OHSU

NIDA/NIAAA Common Research Themes

 The studies ongoing in the laboratories of the Training Faculty have several commonalties, reflecting a high degree of collaboration among laboratories. Four areas of commonality are selected from the many currently in place to illustrate the collaborations in Portland. Twelve investigators are actively studying dopaminergic systems, which are considered central to most current theories of the neurobiology of drug abuse. These ongoing studies span the range from molecular biology to behavioral pharmacology and genetic mapping. Furthermore, the specific collaborations in place combine different levels of approach, taking advantage of the range of faculty expertise.
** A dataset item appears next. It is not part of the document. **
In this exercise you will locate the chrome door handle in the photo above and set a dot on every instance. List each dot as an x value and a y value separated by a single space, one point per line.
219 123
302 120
A second strong theme common to the training faculty is the use of genetic tools to study the problems of drug abuse. Fourteen of the faculty are actively employing genetic strategies, with a strong focus on studies whose goals is to map drug-sensitivity genes to particular chromosomal locations using Quantitative Trait Loci (QTL) methods. The homology between human and mouse chromosome maps will allow the eventual mapping of these genes to the human chromosome through syntenic mapping. Several candidate QTLs have been identified with a high degree of statistical certainty, and faculty and trainees are now pursuing the identity of the mapped genes. Thus, activity in the genetics group is beginning to integrate the studies of single genes from the behavioral pharmacogenetic level of mapping to the molecular biological study of gene function.

A third theme common to ongoing research in the laboratories of several members of the training faculty is the study of learned and unlearned determinants of responses to drugs, particularly their rewarding effects and drug self-administration. A number of animal models differing genetically are used in these studies. Finally, a fourth example of commonality is in the area of opioid systems, where seven members of the training faculty have studies underway at all levels of analysis.

These examples are illustrative of the large number of collaborative interactions among training faculty that have already involved our pre- and postdoctoral trainees. In fact, the implementation of this training program has fostered the development of many new collaborations, especially between faculty working at different levels of analysis. The collaborative interactions involving NIDA trainees are clearly reflected in the list of Trainee Publications.